Sayangnya panjangnya daftar itu tidak diimbangi dengan daftar kata serapan dari bahasa kita dalam bahasa Belanda. Tutor saya mengatakan ada beberapa kata serapan yang menurutnya dari bahasa Indonesia, yakni “pienter” yang bermakna pintar, cerdas.  Tidak cuma itu, ada juga kata “piekeren”, sebuah kata kerja yang diserap dari kata “pikir” dalam bahasa kita. Makna dalam bahasa Belanda juga sama, yakni “memikirkan sesuatu”. Tetapi daftar yang dibuat tutor saya berhenti di sana.

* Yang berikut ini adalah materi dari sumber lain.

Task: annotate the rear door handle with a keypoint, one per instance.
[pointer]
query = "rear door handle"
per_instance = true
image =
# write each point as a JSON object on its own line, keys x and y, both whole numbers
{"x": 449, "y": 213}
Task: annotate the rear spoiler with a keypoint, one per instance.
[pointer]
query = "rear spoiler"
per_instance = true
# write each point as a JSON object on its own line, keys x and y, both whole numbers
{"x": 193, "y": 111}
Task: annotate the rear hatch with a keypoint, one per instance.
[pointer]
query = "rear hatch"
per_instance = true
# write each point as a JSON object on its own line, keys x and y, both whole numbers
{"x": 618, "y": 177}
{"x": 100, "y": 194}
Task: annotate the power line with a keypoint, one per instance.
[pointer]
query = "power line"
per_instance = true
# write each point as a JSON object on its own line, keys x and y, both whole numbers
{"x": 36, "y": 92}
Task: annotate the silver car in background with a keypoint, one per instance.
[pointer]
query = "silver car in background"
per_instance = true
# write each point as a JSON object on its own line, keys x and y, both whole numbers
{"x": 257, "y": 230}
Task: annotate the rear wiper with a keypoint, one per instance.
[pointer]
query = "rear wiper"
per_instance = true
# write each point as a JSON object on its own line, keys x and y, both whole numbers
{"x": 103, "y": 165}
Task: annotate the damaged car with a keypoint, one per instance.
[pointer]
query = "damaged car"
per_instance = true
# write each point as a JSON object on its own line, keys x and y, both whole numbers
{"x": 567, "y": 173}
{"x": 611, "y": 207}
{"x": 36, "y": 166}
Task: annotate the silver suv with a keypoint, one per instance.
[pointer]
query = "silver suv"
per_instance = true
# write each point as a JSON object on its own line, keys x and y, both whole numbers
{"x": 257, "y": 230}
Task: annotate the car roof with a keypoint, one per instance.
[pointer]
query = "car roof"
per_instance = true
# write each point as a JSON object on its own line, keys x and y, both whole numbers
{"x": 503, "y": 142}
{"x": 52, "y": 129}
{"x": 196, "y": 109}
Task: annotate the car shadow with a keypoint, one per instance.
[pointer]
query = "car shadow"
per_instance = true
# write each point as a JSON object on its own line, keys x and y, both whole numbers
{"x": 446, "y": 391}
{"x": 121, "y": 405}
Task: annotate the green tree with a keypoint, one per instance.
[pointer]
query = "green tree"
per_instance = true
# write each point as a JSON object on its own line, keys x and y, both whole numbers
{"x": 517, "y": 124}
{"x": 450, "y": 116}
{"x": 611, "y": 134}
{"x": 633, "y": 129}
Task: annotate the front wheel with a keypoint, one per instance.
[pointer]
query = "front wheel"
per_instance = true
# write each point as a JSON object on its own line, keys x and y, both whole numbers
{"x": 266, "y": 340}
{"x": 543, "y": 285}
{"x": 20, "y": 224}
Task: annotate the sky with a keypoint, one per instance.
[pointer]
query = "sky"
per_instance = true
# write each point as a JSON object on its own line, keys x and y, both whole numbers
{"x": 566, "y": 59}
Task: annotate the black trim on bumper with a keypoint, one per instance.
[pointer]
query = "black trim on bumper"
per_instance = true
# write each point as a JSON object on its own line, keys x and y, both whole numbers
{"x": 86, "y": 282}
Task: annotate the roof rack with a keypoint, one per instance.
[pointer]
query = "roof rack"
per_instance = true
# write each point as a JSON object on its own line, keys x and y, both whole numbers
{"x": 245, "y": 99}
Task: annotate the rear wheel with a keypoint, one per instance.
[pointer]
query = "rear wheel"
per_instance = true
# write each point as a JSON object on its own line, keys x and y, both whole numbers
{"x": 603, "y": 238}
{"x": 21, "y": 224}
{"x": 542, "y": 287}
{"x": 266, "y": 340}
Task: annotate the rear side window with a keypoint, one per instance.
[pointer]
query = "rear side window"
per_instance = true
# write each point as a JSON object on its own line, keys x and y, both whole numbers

Saya duga karena begitu sedikitnya kata serapan bahasa Indonesia dalam bahasa Belanda.

 

Bila kita mau berpikir lebih lanjut mengenai apa arti ketimpangan ini, terasa benar penjajahan masih begitu dalam merasuk ke relung-relung bahasa kita, batin saya. Pengaruh mereka pada kita bertahan begitu lama dan skalanya sangat masif. Sementara itu, kita hanya bisa sedikit saja mempengaruhi mereka. Tampak nyata mana yang superior dan inferior dalam aspek bahasa saja, belum dari beragam aspek lainnya. Ini baru kata-kata pinjaman dari bahasa Belanda, belum bahasa Inggris yang pengaruhnya lebih dahsyat terhadap bahasa Indonesia pasca kemerdekaan.

 

Karena itu saya bisa memahami jika seorang teman penerjemah saya merasa gundah saat menemukan media arus utama masih saja menggunakan kata-kata asing dan serapan saat sebenarnya sudah ada padanan katanya dalam bahasa Indonesia. Misalnya, kata “translasi” yang diserap mentah-mentah dari “translation”. Padahal dalam bahasa kita sudah ada kata “penerjemahan” yang maknanya juga sama persis. Lalu apa masalahnya di sini? Ketidaktahuan atau ketidakpedulian? Apakah menggunakan kata-kata dalam bahasa Indonesia dipandang kurang bergengsi? Sampai kapan kita bisa menghentikan sindrom inferiority complex ini? (Ah, saya juga terpaksa memakai istilah asing sekarang).

 

Saya kemudian berpikir bahwa negara dan bangsa sebesar Indonesia ini pengaruhnya masih begitu kecil di percaturan dunia. Kita cuma menang dalam aspek kuantitas. Soal kualitas dan pengaruh, sungguh kita masih belum ada apa-apanya. Kita terlalu sibuk dengan bagian-bagian paling menyenangkan dalam sejarah yang mengagungkan kejayaan masa lampau kerajaan-kerajaan tetapi di masa kini, sumbangsih kita pada kemanusiaan jauh dari memadai dan membanggakan.

 

Saya tidak hendak memvonis bahwa kita harus meninggalkan bahasa asing dan segala unsur serapan. Sebagai bagian dari masyarakat dunia, kita butuh bahasa asing dalam diplomasi dan komunikasi global. Namun, meskipun menjadikan bahasa Indonesia sebagai salah satu bahasa pergaulan dunia terutama yang diakui sebagai bahasa utama di PBB (Perserikatan Bangsa-Bangsa) merupakan suatu cita-cita yang masih tergantung di awang-awang, setidaknya kita sendiri-lah yang mesti mulai memberikan penghargaan terhadap bahasa sendiri dengan menggunakannya sebaik mungkin dalam sebanyak mungkin kesempatan.

 

Dari belajar bahasa Inggris dan Belanda, saya juga akhirnya makin mengenal karakter bahasa dan bangsa Indonesia sendiri dengan membandingkan cara masing-masing bangsa menata kata dan menyusun konstruksi kebahasaan mereka. Dari belajar bahasa-bahasa inilah, saya juga akhirnya tahu bahwa bahasa Indonesia masih berjuang dalam merebut simpati dari masyarakat penutur aslinya sendiri. (*foto: Wikimedia Commons/ Akhlis.net)

Ikuti tulisan menarik akhlis purnomo lainnya di sini.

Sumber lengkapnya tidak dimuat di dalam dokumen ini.